A nomogram that can provide access to predict events accurately by a simple modeling graph has been developed and extensively accepted22,23. With the advent of the era of precision medicine, individualized treatment has become more meaningful and promising. In the past, some invasive predictive models for the prognosis of HCC have been developed24,25, but these models are often complex, costly, and their clinical practicability is relatively poor. Thus, non-invasive predictive models based on purely clinical indicators have more clinical value and are more easily applicable in clinical practice. Jiao Hu et al.26 conducted a multicenter retrospective real-world study based on patient imaging and peripheral blood data to explore the efficacy of three neoadjuvant chemotherapy in patients with myometrial invasive bladder cancer and the possible factors affecting the efficacy. They could develop and validate an efficient non-invasive prediction model that included preoperative clinical features to identify candidates for neoadjuvant combination therapy.

Recently, several nomograms have been established for prognosis of patients with HCC treated by TACE27,28. However, concerning the nomogram for PES after the treatment of TACE, few studies are available. Based on the results of logistic regression analyses, we first tried to construct a nomogram for exploring the probability of 1-, 2-, and 3-day PES in HCC patients who received TACE. The C-index and calibration curve were also performed for the predictive accuracy of this model on our cohort, and the values were 0.713 and 0.703, respectively, which presents optimal consistency between predicted and actual PES. Consistent with previous research13, the nomogram identified that embolization degree was the largest impact on the occurrence of PES, and types of embolic agents also presented a moderate influence on PES. The total risk score for each patient can be obtained by summing the scores of all variables, and the corresponding incidence of PES can be inferred. For example, if an HCC patient with 2–4 tumors received D-TACE of complete embolization, the scores for each factor were 2–4 tumors (62 points), D-TACE (55 points), and complete embolization (100 points). The total score was, therefore, approximately 217 points. Our model predicted a 50% probability of developing PES for 1 day, a 70% probability of developing PES for 2 days, and an 80% probability of developing PES for 3 days.

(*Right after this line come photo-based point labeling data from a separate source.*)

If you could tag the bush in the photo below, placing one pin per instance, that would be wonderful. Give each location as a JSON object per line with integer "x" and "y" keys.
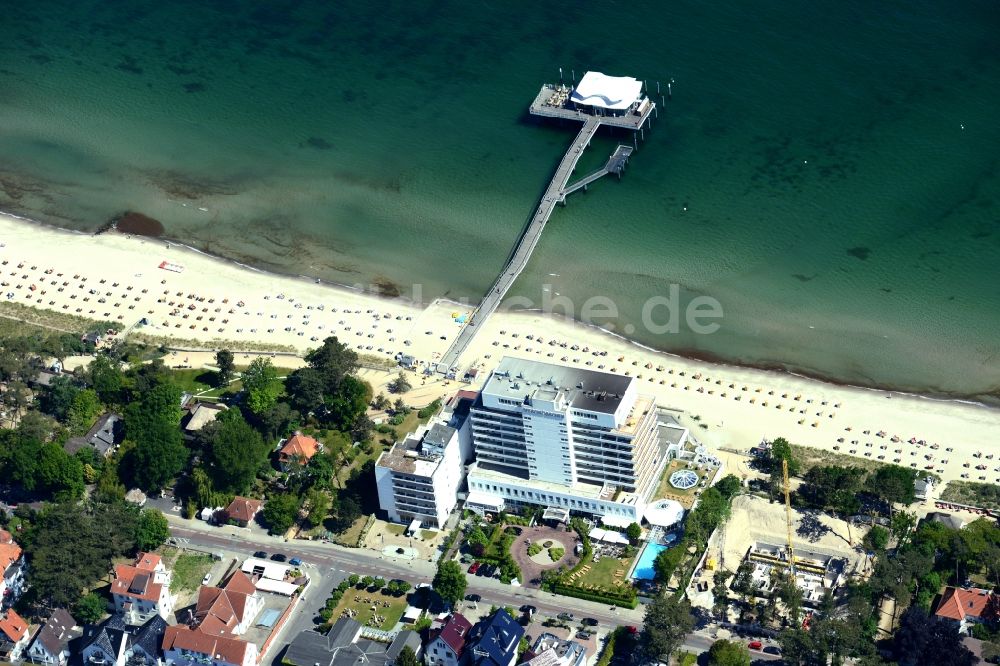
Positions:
{"x": 627, "y": 599}
{"x": 430, "y": 410}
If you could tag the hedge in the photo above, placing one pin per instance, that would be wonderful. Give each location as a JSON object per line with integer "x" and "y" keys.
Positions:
{"x": 626, "y": 601}
{"x": 609, "y": 646}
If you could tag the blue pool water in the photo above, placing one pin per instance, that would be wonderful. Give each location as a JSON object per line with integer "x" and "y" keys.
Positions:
{"x": 644, "y": 568}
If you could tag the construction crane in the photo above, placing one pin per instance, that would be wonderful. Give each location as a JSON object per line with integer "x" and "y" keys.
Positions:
{"x": 788, "y": 515}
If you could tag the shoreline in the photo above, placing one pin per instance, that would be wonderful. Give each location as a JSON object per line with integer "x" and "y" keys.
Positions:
{"x": 988, "y": 401}
{"x": 216, "y": 302}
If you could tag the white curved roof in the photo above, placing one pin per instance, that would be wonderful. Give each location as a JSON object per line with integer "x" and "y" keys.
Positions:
{"x": 664, "y": 513}
{"x": 607, "y": 92}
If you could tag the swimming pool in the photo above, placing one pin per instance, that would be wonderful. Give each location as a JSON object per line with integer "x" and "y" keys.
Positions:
{"x": 644, "y": 567}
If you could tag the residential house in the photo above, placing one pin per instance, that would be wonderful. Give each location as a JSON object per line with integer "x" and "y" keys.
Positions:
{"x": 550, "y": 650}
{"x": 241, "y": 511}
{"x": 200, "y": 416}
{"x": 104, "y": 436}
{"x": 229, "y": 610}
{"x": 493, "y": 641}
{"x": 966, "y": 607}
{"x": 296, "y": 450}
{"x": 51, "y": 644}
{"x": 447, "y": 643}
{"x": 184, "y": 646}
{"x": 142, "y": 589}
{"x": 343, "y": 645}
{"x": 220, "y": 615}
{"x": 12, "y": 569}
{"x": 116, "y": 642}
{"x": 14, "y": 635}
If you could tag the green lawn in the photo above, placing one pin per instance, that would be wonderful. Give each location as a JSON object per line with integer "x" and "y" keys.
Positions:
{"x": 355, "y": 600}
{"x": 189, "y": 571}
{"x": 602, "y": 574}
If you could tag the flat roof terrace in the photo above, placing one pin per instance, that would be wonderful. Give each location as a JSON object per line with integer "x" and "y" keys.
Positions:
{"x": 553, "y": 101}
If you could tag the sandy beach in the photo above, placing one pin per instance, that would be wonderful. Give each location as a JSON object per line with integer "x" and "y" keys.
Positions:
{"x": 118, "y": 278}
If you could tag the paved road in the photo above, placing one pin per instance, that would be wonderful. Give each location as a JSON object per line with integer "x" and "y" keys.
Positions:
{"x": 329, "y": 556}
{"x": 333, "y": 563}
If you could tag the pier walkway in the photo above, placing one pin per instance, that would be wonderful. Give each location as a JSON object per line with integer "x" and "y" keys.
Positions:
{"x": 547, "y": 104}
{"x": 616, "y": 164}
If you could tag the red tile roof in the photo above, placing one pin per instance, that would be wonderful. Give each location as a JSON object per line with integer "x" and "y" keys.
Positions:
{"x": 220, "y": 610}
{"x": 958, "y": 604}
{"x": 140, "y": 576}
{"x": 301, "y": 446}
{"x": 13, "y": 626}
{"x": 454, "y": 632}
{"x": 242, "y": 509}
{"x": 229, "y": 650}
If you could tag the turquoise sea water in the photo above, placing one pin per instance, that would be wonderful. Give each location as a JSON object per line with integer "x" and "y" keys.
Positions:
{"x": 829, "y": 173}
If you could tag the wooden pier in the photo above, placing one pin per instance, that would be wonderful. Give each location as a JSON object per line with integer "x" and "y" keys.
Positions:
{"x": 549, "y": 103}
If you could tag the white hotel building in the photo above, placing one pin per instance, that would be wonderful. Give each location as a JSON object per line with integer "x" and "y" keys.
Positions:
{"x": 564, "y": 437}
{"x": 420, "y": 477}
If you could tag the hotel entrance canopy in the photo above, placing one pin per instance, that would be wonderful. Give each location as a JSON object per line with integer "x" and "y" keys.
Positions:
{"x": 607, "y": 92}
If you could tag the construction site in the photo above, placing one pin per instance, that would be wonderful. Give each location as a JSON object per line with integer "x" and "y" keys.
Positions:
{"x": 826, "y": 550}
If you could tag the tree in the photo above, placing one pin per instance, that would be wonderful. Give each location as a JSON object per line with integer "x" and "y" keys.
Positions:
{"x": 280, "y": 513}
{"x": 90, "y": 608}
{"x": 319, "y": 507}
{"x": 361, "y": 429}
{"x": 224, "y": 361}
{"x": 152, "y": 424}
{"x": 833, "y": 488}
{"x": 893, "y": 483}
{"x": 350, "y": 401}
{"x": 877, "y": 539}
{"x": 720, "y": 594}
{"x": 449, "y": 581}
{"x": 667, "y": 622}
{"x": 152, "y": 530}
{"x": 406, "y": 657}
{"x": 399, "y": 385}
{"x": 729, "y": 485}
{"x": 83, "y": 410}
{"x": 781, "y": 450}
{"x": 923, "y": 640}
{"x": 728, "y": 653}
{"x": 633, "y": 532}
{"x": 665, "y": 563}
{"x": 260, "y": 381}
{"x": 107, "y": 379}
{"x": 98, "y": 532}
{"x": 236, "y": 452}
{"x": 58, "y": 396}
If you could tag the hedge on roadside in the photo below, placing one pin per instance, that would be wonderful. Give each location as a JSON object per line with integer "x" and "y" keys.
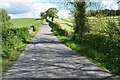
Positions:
{"x": 13, "y": 39}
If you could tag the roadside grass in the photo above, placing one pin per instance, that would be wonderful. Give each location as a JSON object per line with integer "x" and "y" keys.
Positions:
{"x": 25, "y": 22}
{"x": 15, "y": 40}
{"x": 66, "y": 24}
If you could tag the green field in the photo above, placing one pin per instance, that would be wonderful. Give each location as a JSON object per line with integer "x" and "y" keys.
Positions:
{"x": 67, "y": 23}
{"x": 25, "y": 22}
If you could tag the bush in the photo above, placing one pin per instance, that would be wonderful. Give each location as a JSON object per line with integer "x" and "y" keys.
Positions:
{"x": 107, "y": 50}
{"x": 35, "y": 28}
{"x": 13, "y": 39}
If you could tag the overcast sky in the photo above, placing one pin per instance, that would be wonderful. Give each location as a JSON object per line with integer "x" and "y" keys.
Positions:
{"x": 32, "y": 8}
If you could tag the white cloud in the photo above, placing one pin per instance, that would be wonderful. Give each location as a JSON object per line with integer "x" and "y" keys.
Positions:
{"x": 29, "y": 8}
{"x": 110, "y": 5}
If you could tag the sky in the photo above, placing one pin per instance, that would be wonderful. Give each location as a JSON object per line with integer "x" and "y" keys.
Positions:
{"x": 33, "y": 8}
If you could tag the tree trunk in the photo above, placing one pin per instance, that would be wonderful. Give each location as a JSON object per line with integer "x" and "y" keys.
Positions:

This model can, therefore, prospectively predict patients who could develop PES after TACE, which will help clinicians to provide preventive interventions in advance for those patients with high risk of PES. Moreover, such a model also helps doctors to identify which patients can withstand early discharge and which patients need to stay in hospital because of the risk of postoperative PES. This effectively adjusts the average length of hospital stay and has certain socioeconomic value.

Several potential limitations should be acknowledged in our study. First, because of the retrospective nature, selection bias could occur. Second, some pain of non-PES sources could not be clearly distinguished, which may cause to over-quantify PES-related pain in our study. Finally, a limited number of cases for establishing a predictive model became a statistical challenge. Further prospective, multicenter, large-sample studies are still required in the future.

Taken together, types of embolic agents, embolization degree, and tumor number were considered as predictors of PES after the TACE. Among them, embolization degree as a significant predictor for PES showed a stronger influence on predicting PES. Besides, we also constructed and validated a predictive nomogram based on multivariable logistic regression analysis predicting PES for HCC patients who underwent TACE, which could provide an individualized PES prediction and guidance to appropriate therapeutic strategy for patients with HCC.